The National Broadcasting Commission should ensure that the state media accords equitable coverage to all stakeholders, particularly during the campaign period.
Some of the private media must also transcend narrow partisan considerations and report more objectively and in the larger interest of the nation.
The April 2011 elections marked a genuine celebration of democracy in Africa’s most populous country and a key member of the Commonwealth. Previously held notions that Nigeria can only hold flawed elections are now being discarded and this country can now shake off that stigma and redeem its image. Notwithstanding the organisational deficiencies that resulted in the 2 April National Assembly elections being aborted after they had started, and in spite of persistent procedural inconsistencies and technical shortcomings, the elections for the National Assembly and the Presidency were both credible and creditable and reflected the will of the Nigerian people.
The success of the electoral process must be attributed in large measure to the respect and confidence enjoyed by INEC, and in particular by its Chairman, Professor Attahiru Jega. In him, the nation was able to look up to a person of deep integrity, transparency and commitment, who was determined to make every Nigerian’s vote count. His willingness to accept full responsibility for the fiasco of 2 April, and his readiness to postpone the National Assembly elections a second time in response to requests by the stakeholders, helped Nigerians keep faith in INEC, which eventually did not let them down.

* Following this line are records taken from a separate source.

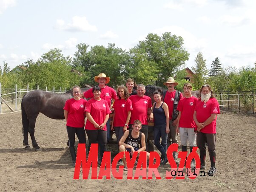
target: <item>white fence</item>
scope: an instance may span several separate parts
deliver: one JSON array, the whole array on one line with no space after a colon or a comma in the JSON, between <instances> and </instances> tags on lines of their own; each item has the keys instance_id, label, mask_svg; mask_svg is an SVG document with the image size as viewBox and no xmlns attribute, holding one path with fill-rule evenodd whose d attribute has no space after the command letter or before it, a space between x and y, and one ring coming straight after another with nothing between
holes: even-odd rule
<instances>
[{"instance_id":1,"label":"white fence","mask_svg":"<svg viewBox=\"0 0 256 192\"><path fill-rule=\"evenodd\" d=\"M37 85L37 90L39 90L39 86ZM40 89L42 90L42 89ZM22 98L26 93L29 91L34 90L29 89L28 85L27 86L27 88L19 89L17 88L17 84L15 85L15 90L11 93L9 93L4 94L2 94L2 83L0 82L0 114L5 112L14 112L15 111L19 111L20 110L20 104ZM46 87L46 89L43 90L48 92L49 93L63 93L67 92L67 88L65 88L65 91L62 91L61 88L60 87L60 89L55 90L55 87L53 87L52 91L48 90L47 87ZM8 97L9 99L4 99L4 97ZM11 98L10 99L10 98ZM8 111L5 110L3 111L2 107L6 106L8 109Z\"/></svg>"}]
</instances>

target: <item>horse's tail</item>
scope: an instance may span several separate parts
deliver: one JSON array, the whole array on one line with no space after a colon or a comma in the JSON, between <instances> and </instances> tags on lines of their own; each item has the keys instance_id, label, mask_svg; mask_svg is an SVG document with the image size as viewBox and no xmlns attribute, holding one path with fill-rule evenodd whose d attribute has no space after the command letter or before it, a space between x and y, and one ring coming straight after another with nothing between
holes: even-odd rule
<instances>
[{"instance_id":1,"label":"horse's tail","mask_svg":"<svg viewBox=\"0 0 256 192\"><path fill-rule=\"evenodd\" d=\"M23 97L23 99L24 99L24 97ZM21 101L21 115L22 116L22 133L24 136L25 129L27 132L28 131L28 119L27 113L26 113L24 106L23 106L23 99Z\"/></svg>"}]
</instances>

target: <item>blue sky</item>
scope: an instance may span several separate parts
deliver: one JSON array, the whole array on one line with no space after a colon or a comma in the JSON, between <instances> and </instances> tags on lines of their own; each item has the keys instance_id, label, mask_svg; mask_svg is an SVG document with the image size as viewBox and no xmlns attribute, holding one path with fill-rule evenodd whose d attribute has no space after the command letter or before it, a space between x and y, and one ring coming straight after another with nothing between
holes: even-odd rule
<instances>
[{"instance_id":1,"label":"blue sky","mask_svg":"<svg viewBox=\"0 0 256 192\"><path fill-rule=\"evenodd\" d=\"M195 65L199 51L210 68L256 62L254 0L0 0L0 65L12 68L55 47L73 56L76 45L115 43L129 50L150 33L180 36Z\"/></svg>"}]
</instances>

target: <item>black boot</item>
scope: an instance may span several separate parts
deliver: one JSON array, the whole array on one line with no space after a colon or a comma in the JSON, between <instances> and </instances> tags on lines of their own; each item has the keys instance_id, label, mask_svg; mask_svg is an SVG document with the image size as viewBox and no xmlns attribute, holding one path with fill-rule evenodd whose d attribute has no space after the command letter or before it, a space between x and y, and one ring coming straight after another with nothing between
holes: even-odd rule
<instances>
[{"instance_id":1,"label":"black boot","mask_svg":"<svg viewBox=\"0 0 256 192\"><path fill-rule=\"evenodd\" d=\"M187 151L187 146L184 146L184 145L181 146L181 151Z\"/></svg>"},{"instance_id":2,"label":"black boot","mask_svg":"<svg viewBox=\"0 0 256 192\"><path fill-rule=\"evenodd\" d=\"M71 155L71 158L72 158L72 162L73 162L73 165L74 167L76 165L76 159L77 158L77 155L76 155L75 147L69 147L69 151L70 152L70 155Z\"/></svg>"}]
</instances>

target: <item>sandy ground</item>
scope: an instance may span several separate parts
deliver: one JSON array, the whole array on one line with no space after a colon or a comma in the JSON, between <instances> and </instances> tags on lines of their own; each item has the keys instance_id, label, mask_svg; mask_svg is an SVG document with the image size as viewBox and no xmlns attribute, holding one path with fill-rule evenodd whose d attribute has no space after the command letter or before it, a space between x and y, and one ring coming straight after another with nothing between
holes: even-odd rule
<instances>
[{"instance_id":1,"label":"sandy ground","mask_svg":"<svg viewBox=\"0 0 256 192\"><path fill-rule=\"evenodd\" d=\"M158 170L162 179L74 180L63 120L40 114L35 136L42 152L26 150L20 112L0 115L0 191L256 191L256 118L222 111L217 119L217 173L191 180L165 179L168 164ZM31 140L29 137L29 142ZM108 144L114 151L116 144ZM210 168L208 152L206 160Z\"/></svg>"}]
</instances>

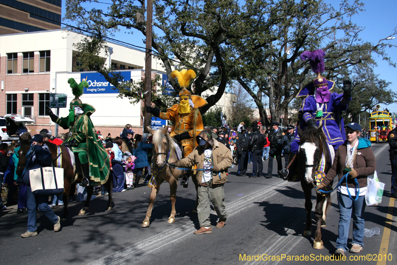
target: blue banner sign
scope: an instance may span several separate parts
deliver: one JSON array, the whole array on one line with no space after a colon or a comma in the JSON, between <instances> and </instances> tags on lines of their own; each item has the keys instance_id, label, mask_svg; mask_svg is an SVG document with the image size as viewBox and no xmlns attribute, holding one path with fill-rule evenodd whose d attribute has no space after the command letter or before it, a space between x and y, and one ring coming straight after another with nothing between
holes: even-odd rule
<instances>
[{"instance_id":1,"label":"blue banner sign","mask_svg":"<svg viewBox=\"0 0 397 265\"><path fill-rule=\"evenodd\" d=\"M130 81L131 72L119 72L123 77L123 81ZM111 76L111 74L110 74ZM84 94L109 94L119 93L118 89L114 89L114 86L105 79L105 77L99 73L87 73L80 74L81 81L85 80L89 87L84 88ZM119 82L121 83L122 82Z\"/></svg>"},{"instance_id":2,"label":"blue banner sign","mask_svg":"<svg viewBox=\"0 0 397 265\"><path fill-rule=\"evenodd\" d=\"M161 85L165 87L165 88L163 90L163 94L171 95L171 93L174 91L174 88L168 82L168 77L167 75L163 74L163 82Z\"/></svg>"},{"instance_id":3,"label":"blue banner sign","mask_svg":"<svg viewBox=\"0 0 397 265\"><path fill-rule=\"evenodd\" d=\"M163 120L157 117L152 117L151 124L150 127L153 130L157 129L164 129L167 125L167 121Z\"/></svg>"}]
</instances>

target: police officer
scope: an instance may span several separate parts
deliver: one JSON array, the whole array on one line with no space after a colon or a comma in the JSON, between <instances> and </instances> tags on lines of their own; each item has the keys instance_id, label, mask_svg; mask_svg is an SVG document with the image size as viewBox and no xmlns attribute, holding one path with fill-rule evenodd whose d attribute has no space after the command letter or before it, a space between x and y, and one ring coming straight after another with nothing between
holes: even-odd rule
<instances>
[{"instance_id":1,"label":"police officer","mask_svg":"<svg viewBox=\"0 0 397 265\"><path fill-rule=\"evenodd\" d=\"M240 177L247 176L247 166L248 165L248 137L246 135L247 127L241 127L241 132L236 138L236 147L239 159L238 175Z\"/></svg>"},{"instance_id":2,"label":"police officer","mask_svg":"<svg viewBox=\"0 0 397 265\"><path fill-rule=\"evenodd\" d=\"M293 141L295 138L295 136L294 136L294 125L288 124L287 126L284 134L283 155L285 160L285 168L286 168L289 162L288 156L289 156L289 149L291 146L291 143L292 142L292 141Z\"/></svg>"},{"instance_id":3,"label":"police officer","mask_svg":"<svg viewBox=\"0 0 397 265\"><path fill-rule=\"evenodd\" d=\"M253 170L252 176L249 177L262 177L262 171L264 169L262 154L264 146L267 143L267 141L259 132L258 126L254 125L252 127L252 131L249 146L250 150L252 152Z\"/></svg>"},{"instance_id":4,"label":"police officer","mask_svg":"<svg viewBox=\"0 0 397 265\"><path fill-rule=\"evenodd\" d=\"M396 170L397 167L397 127L390 131L388 134L388 142L390 146L390 163L392 164L392 197L397 198L397 177Z\"/></svg>"},{"instance_id":5,"label":"police officer","mask_svg":"<svg viewBox=\"0 0 397 265\"><path fill-rule=\"evenodd\" d=\"M274 156L277 160L277 168L278 171L282 169L281 164L281 153L284 147L284 135L281 129L278 128L280 123L277 121L272 122L272 130L269 132L267 139L270 142L270 149L269 150L269 163L267 164L267 175L265 176L267 178L270 178L272 176L271 173L273 171L273 159Z\"/></svg>"}]
</instances>

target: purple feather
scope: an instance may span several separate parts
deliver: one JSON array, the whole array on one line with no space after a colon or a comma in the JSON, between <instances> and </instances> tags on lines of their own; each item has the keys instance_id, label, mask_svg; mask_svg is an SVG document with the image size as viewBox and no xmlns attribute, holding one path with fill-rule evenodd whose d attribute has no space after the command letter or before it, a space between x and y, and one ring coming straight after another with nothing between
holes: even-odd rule
<instances>
[{"instance_id":1,"label":"purple feather","mask_svg":"<svg viewBox=\"0 0 397 265\"><path fill-rule=\"evenodd\" d=\"M324 56L326 52L323 50L316 50L313 52L306 51L301 54L301 59L303 61L309 60L312 70L315 73L323 73L325 71Z\"/></svg>"}]
</instances>

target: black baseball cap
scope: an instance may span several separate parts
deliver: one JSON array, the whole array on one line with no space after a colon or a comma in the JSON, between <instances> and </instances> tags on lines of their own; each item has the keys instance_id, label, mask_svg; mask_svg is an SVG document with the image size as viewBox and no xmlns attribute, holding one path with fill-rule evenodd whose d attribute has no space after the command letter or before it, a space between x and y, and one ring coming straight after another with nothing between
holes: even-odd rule
<instances>
[{"instance_id":1,"label":"black baseball cap","mask_svg":"<svg viewBox=\"0 0 397 265\"><path fill-rule=\"evenodd\" d=\"M43 136L40 134L35 134L29 141L30 143L33 143L33 142L43 142Z\"/></svg>"},{"instance_id":2,"label":"black baseball cap","mask_svg":"<svg viewBox=\"0 0 397 265\"><path fill-rule=\"evenodd\" d=\"M352 130L358 130L359 131L361 131L361 126L360 126L360 124L356 122L351 122L350 123L348 123L345 125L345 128L349 127Z\"/></svg>"}]
</instances>

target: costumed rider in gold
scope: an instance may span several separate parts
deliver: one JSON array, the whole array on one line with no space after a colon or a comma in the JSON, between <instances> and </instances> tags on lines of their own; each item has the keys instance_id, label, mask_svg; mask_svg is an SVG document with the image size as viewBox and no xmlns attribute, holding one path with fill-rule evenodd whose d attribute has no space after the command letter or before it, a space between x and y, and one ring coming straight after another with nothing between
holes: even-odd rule
<instances>
[{"instance_id":1,"label":"costumed rider in gold","mask_svg":"<svg viewBox=\"0 0 397 265\"><path fill-rule=\"evenodd\" d=\"M196 78L193 70L183 70L180 72L174 71L171 77L177 78L182 90L179 92L179 104L175 104L167 109L166 112L160 109L146 106L146 111L163 120L170 120L174 123L170 136L181 143L184 149L184 157L187 157L193 149L198 145L196 136L204 129L199 109L208 102L201 97L192 95L186 89L191 79ZM191 171L187 171L182 177L181 185L187 187Z\"/></svg>"},{"instance_id":2,"label":"costumed rider in gold","mask_svg":"<svg viewBox=\"0 0 397 265\"><path fill-rule=\"evenodd\" d=\"M90 118L95 109L91 105L83 104L79 98L83 94L84 88L88 87L88 83L84 81L77 85L72 78L69 79L67 83L75 96L70 104L69 115L59 118L48 105L46 106L46 111L51 120L64 129L69 129L68 137L62 144L70 148L76 159L80 161L83 177L80 185L104 184L109 177L110 163Z\"/></svg>"}]
</instances>

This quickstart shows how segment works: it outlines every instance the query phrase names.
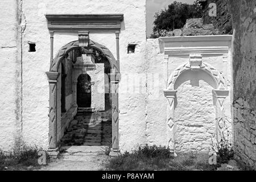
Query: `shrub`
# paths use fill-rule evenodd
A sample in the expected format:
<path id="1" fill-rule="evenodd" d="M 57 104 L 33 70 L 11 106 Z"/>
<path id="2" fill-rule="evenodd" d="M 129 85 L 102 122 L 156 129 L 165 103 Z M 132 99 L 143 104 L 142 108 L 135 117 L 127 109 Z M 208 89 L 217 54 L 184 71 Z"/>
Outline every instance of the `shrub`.
<path id="1" fill-rule="evenodd" d="M 28 167 L 38 167 L 38 152 L 42 151 L 36 146 L 22 145 L 14 149 L 10 154 L 5 154 L 0 150 L 0 171 L 19 170 Z"/>
<path id="2" fill-rule="evenodd" d="M 111 152 L 111 148 L 112 148 L 112 142 L 109 142 L 109 145 L 103 147 L 103 151 L 106 155 L 109 156 L 109 154 Z"/>

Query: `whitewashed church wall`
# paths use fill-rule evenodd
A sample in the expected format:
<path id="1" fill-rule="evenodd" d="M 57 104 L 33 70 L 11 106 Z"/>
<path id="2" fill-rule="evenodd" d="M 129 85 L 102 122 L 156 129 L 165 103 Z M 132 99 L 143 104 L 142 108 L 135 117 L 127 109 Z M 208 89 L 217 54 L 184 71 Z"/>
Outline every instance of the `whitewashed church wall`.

We commend the contribution made by the National Youth Service Corps, whose members worked as ad hoc INEC staff for the elections. These young Nigerians, a large number of whom were women, showed dedication and courage in helping to deliver a transparent electoral process, often in difficult conditions. They are a source of pride and hope for Nigeria.
Our appreciation goes also to the Nigerian security forces, drawn from various services, whose strenuous and coordinated efforts ensured that the elections were largely held in an atmosphere of peace and order.
But credit for the success of the electoral process must go, most of all, to the people of Nigeria themselves. Right from when we arrived in this country we were struck by the popular mood of determination to realise genuine democracy. We noted the deep-seated public frustration at the history of deficient elections and the desire to make a new beginning. Across the length and breadth of the country, the people of Nigeria demonstrated exemplary dignity, responsibility and forbearance, waiting the entire day peacefully and patiently under the hot sun, or in heavy rain, to exercise their franchise. We salute them and wish them well as the custodians of their hard-earned democracy.